Business Wire

Celltrion Healthcare showcases positive 1-year results for novel subcutaneous formulation of infliximab in patients with active Crohn’s disease and ulcerative colitis presented at The European Crohn's and Colitis Organisation (ECCO) annual congress

Share

Celltrion Healthcare today announced new 1-year data from a randomised controlled trial to evaluate the pharmacokinetics (PK), efficacy and safety of CT-P13 subcutaneous (SC) formulation compared to the CT-P13 intravenous (IV) formulation in patients with active Crohn’s disease (CD) and ulcerative colitis (UC). Results presented at The European Crohn's and Colitis Organisation (ECCO) 2020 annual congress in Vienna, Austria demonstrated that the SC formulation of CT-P13 was comparable to the IV formulation of CT-P13 in terms of efficacy and safety throughout the 1-year treatment period.1

In the study, 131 patients were randomised at the maintenance phase (66 to the SC arm and 65 to the IV arm), of whom 105 (80.2%) patients completed the week 54 visit (55 in the SC arm and 50 in the IV arm). After loading doses of IV 5mg/kg at weeks 0 and 2, patients were randomised at week 6 to receive either SC 120 mg (<80kg) or 240 mg (≥80 kg) every 2 weeks in the SC arm, or continued on IV 5 mg/kg every 8 weeks in the IV arm. From week 30 onwards, the IV 5 mg/kg group were switched to either SC 120 or 240 mg based on the patients’ body weight.1

Professor Shomron Ben-Horin, MD, Department of Gastroenterology, Chaim Sheba Medical Center in Israel, and one of the lead investigators of the trial said, “the 1-year results including switching results show a comparable efficacy and safety profile between CT-P13 SC and IV. These observations support the world’s first infliximab SC formulation as a viable therapeutic agent to expand patients’ treatment options.” Professor Ben-Horin added, “It is exciting to hear that the abstract has been selected as one of the Highlights of ECCO and I highly anticipate the approval decision for the inflammatory bowel disease indication in the coming months.”

The study showed that the mean CDAI and partial Mayo scores decreased over time in both arms until week 30, while comparable improvement in clinical activity was observed at week 54 - after switching the remaining IV patients to SC. The rates of clinical response and remission at week 54 were maintained, and the rate of mucosal healing in CD and UC combined was further improved at week 54. Furthermore, after switching the mean pre-dose serum concentrations in the IV arm increased to a comparable level as the SC arm, and maintained consistent levels until week 54. The overall safety profile during the maintenance phase, and on or after week 30, were comparable between both the SC and IV arms.1

The results were presented as part of oral presentation ‘OP24: A novel subcutaneous infliximab (CT-P13): 1-year results including switching results from intravenous infliximab (CT-P13) in patients with active Crohn’s Disease and Ulcerative Colitis’, which was selected for inclusion in the Highlights of ECCO by organisers.

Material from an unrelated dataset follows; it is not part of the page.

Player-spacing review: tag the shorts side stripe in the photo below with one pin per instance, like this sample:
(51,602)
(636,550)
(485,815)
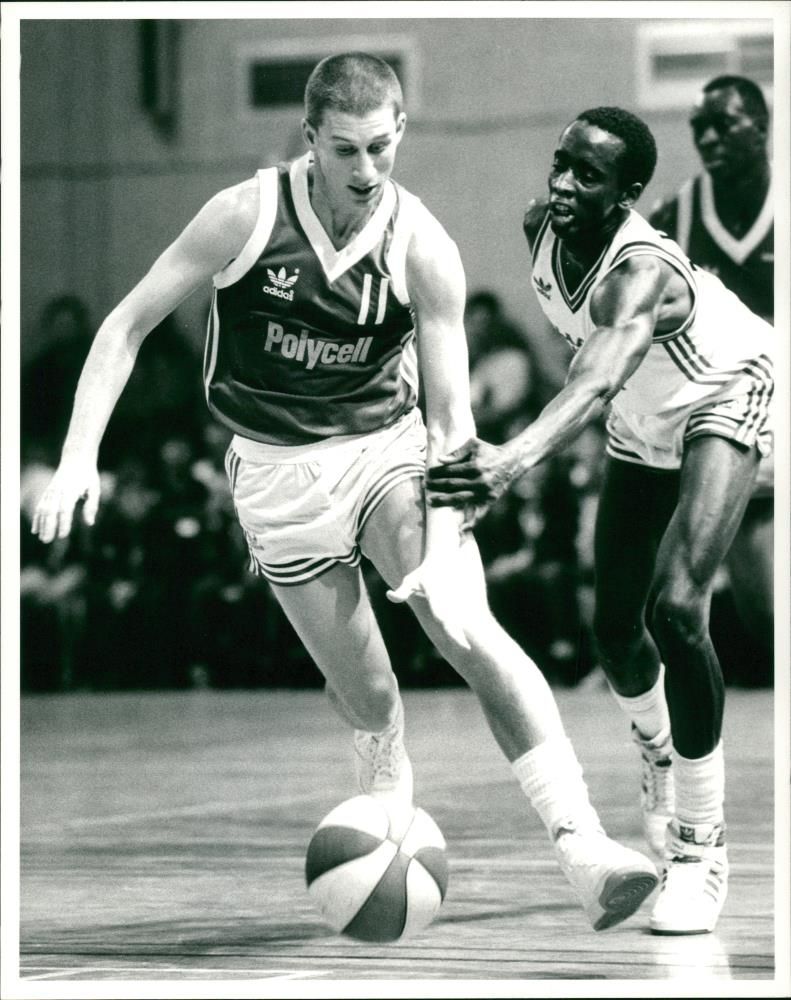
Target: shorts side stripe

“CT-P13 SC (Remsima® SC) is the first and only subcutaneous infliximab to be available in Europe offering patients who are starting or switching anti-TNF-α therapy with the proven benefits of infliximab in a more convenient form. Starting with Germany, we have started launching the new subcutaneous infliximab country by country by establishing local operations across major European countries, building our commercial capabilities and strengthening our relationships with stakeholders across these markets” said Mr. Hyoung-Ki Kim, Vice Chairman at Celltrion Healthcare.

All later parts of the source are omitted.